Screenings for those with a family member with HCM
The following information is based on available medical research, documents, consensus documents and the entire body of scientific literature and knowledge on the screenings for HCM and basic management of the condition.In the event of the diagnosis of HCM in a family or an HCM-related death of a family member, it is recommended that all blood relatives be screened. This screening MUST include an EKG/ECG, Echocardiogram, and a cardiac check up by a cardiologist. Ideally the cardiologist should have specialized knowledge of Hypertrophic Cardiomyopathy. Due to the fact HCM is a condition that affects 1 in 500 people it may require the patient seek out a specialist in the field of HCM to ensure they are being evaluated by a fully knowledgeable medical provider. In many cases this will require travel out of state and in some cases out of the country. Local cardiologists in most areas will only see a handful of HCM patients at best in their entire practice, thus the patient’s needs are better served by a physician who sees the condition, in all its forms, on a regular basis,
Hypertrophic Cardiomyopathy may be suspected because of family history, symptoms, a murmur or an abnormal EKG/ECG. Many symptoms or signs of Hypertrophic Cardiomyopathy are similar to various other conditions; therefore, it is important to follow doctor’s instructions on complete testing to assure accurate results. An EKG/ECG records the electrical signals of the heart. In Hypertrophic Cardiomyopathy the EKG/ECG usually shows an abnormal electrical signal due to muscle thickening and disorganization of the muscle structure. In a minority of patients (approximately 10%) the ECG/ECG may be normal or show only minor abnormalities. EKG/ECG abnormalities are also not specific to Hypertrophic Cardiomyopathy and will be found in many other conditions.
Presently, the diagnosis of Hypertrophic Cardiomyopathy is made by an ultrasound scan of the heart called “echocardiogram” or “Echo” for short. Like the EKG/ECG, this is an entirely safe test. Excessive thickness of the muscle can be easily measured. Additional equipment called “Doppler” ultrasound can produce a color image of the blood flow within the heart and measure the contractions and filling of the heart. Turbulent flow can be detected using the doppler. Therefore, Echo/Doppler provides a very thorough assessment of Hypertrophic Cardiomyopathy.

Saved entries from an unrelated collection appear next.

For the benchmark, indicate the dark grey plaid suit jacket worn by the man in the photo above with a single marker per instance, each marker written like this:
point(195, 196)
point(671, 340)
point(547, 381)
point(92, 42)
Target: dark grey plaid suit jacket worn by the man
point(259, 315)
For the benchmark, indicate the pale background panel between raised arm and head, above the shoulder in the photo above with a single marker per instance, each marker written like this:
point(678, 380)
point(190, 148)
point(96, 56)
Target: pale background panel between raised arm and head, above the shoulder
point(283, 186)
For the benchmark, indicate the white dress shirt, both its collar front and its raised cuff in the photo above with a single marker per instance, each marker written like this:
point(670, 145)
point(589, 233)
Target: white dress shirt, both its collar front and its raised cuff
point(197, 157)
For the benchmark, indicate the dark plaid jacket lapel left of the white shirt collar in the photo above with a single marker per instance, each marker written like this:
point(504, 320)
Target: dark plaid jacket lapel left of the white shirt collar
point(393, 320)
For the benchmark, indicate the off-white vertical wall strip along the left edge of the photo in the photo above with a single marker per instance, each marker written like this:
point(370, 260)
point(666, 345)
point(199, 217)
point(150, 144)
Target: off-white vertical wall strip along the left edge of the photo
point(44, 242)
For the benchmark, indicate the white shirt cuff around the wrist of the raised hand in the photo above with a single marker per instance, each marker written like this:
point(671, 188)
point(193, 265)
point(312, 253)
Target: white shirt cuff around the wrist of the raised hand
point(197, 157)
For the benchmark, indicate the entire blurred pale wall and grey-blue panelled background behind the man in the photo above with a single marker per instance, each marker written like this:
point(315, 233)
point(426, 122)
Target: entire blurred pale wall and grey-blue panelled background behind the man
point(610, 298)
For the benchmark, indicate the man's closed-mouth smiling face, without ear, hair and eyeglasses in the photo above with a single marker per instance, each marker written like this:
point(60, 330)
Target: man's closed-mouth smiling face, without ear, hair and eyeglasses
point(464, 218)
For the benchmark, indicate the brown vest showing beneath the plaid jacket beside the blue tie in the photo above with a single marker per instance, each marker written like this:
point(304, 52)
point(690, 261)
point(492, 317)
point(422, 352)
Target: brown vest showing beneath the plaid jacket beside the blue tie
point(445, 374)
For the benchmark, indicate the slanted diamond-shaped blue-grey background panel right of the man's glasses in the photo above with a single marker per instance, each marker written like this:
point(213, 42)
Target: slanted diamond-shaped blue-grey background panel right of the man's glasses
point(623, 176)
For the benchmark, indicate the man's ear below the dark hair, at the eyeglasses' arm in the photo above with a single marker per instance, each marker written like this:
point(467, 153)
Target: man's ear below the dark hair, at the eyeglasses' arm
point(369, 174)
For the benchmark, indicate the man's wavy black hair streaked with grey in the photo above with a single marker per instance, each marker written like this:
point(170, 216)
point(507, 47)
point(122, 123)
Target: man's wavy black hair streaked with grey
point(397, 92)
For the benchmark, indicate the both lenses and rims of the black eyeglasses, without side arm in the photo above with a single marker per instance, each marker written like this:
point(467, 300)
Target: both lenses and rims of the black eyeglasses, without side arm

MRI has been used in more frequent years to gain a more detailed image of the heart. MRI is the use of newer technology and can produce clearer pictures of the heart and also show the structure of the walls of the heart in such a way that scaring and fibrosis can be viewed.
After a diagnosis is made several other tests may be required. Holtor monitoring is a continuous recording of the heartbeat over a period of 24 to 48 hours. A holtor monitor is a simple and safe test that will detect irregularities of the heart beat (otherwise known as arrhythmia). Stress tests and Stress Echo’s may be used to monitor the heartbeat during exercise as well as blood pressure response and then the echo to see if there have been any structural changes due to the exercise. Cardiac catherization may follow but it is not used on all patients with HCM.

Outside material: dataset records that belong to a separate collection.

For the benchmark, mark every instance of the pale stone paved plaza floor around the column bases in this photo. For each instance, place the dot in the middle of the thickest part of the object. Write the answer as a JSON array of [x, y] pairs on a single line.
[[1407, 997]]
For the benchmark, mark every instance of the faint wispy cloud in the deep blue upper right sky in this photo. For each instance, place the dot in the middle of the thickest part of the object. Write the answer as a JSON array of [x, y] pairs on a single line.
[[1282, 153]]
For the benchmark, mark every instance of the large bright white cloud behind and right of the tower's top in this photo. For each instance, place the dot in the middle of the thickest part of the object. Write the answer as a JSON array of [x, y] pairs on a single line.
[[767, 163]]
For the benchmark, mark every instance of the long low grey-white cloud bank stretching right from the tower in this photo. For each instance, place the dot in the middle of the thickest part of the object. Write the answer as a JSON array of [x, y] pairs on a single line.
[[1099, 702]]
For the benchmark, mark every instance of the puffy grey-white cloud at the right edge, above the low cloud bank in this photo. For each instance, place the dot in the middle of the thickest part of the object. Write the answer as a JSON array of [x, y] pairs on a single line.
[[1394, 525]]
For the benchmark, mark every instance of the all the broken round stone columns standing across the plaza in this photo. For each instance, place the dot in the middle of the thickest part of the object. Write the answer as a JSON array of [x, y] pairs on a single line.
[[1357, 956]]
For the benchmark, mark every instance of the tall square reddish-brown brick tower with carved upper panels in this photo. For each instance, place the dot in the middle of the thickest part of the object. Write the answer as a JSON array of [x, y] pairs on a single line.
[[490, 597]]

What to tell your family members about screenings for HCM
This can often be a difficult and stressful topic for discussion. A great first step is to print out this portion of the website and give it to family members.
What they need to know is rather simple;
- · All first-degree relatives of the affected person should get screened as soon as possible.
- · Screenings must be done annually from onset of puberty (approx. age 12) to full growth (approx. age 20) and every 5 years age 25 and over.
- · Screenings must include an ECG (EKG), echocardiogram and a visit to a cardiologist.
Maron, B.J. and Salberg, L. Hypertrophic Cardiomyopathy: For patients, their families and interested physicians. Blackwell Futura: 1stedition 2001,81 pages; 2ndedition 2006, 113 pages; 3rdedition pending publication 2014
Gersh, B.J., Maron, B.J., Bonow, R.O., Dearani, J.A., Fifer, M.A., Link, M.S., et al. (2011). 2011 ACCF/AHA guidelines for the diagnosis and treatment of hypertrophic cardiomyopathy. A report of the American College of Cardiology Foundation/American Heart Asociation Task Force on practice guidelines. Journal of the American College of Cardiology and Circulation, 58, e212-260.